> And the FEC does NOT require a birth certificate!
WHY don’t they?
How would you expect me to know? Most likely because this issue has never come up (that someone was not born in the US who ran for president).
I just added this to my blog post about Fukino’s e-mail. I’ve got clickable links to the sources cited there at http://butterdezillion.wordpress.com/2010/02/23/confirmation-that-certificate-number-given-by-state-registrar%e2%80%99s-office/ :
UPDATE - Feb 25, 2010
What Fukino stated about the state registrar assigning the certificate numbers is regularly stated in the National Vital Statistics Reports when they explain why using 50% sampling is still accurate. For instance, on page 232 of the 1961 National Vital Statistics Report on Natality it says:
“With few exceptions, records are numbered in the State offices of vital stadstics as they are received from the local offices. The assignment of the last digit in the number is not selective, and the systematic sample of even-numbered records may be assumed to be unbiased. Furthermore, because the records are almost always in geographic order before numbering, twice the sample count of births occurrring in the great majority of counties in table 3-1 in Section 3 is virtually the same as the corresponding figure based on all records,”

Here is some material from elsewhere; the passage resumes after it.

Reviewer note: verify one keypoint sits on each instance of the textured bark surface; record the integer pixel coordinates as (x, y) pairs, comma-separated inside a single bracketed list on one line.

On page 356 of the 1971 Report a similar statement is made - although we know from the DOH Administrative Rules, Chapter 8, Section 4 that local registrars were to devlier certificates to the State Registrar’s office weekly rather than monthly (except for outlying islands, which were to mail certificates on the 4th of the month). Page 347 of the 1971 report contains an image of the 1968 revision of the standard birth certificate, which includes a space to record a local file number as well as the birth number - reflecting that the local registrars keep their own file numbers for locating the documents but the birth (or certificate) number is distinct from that.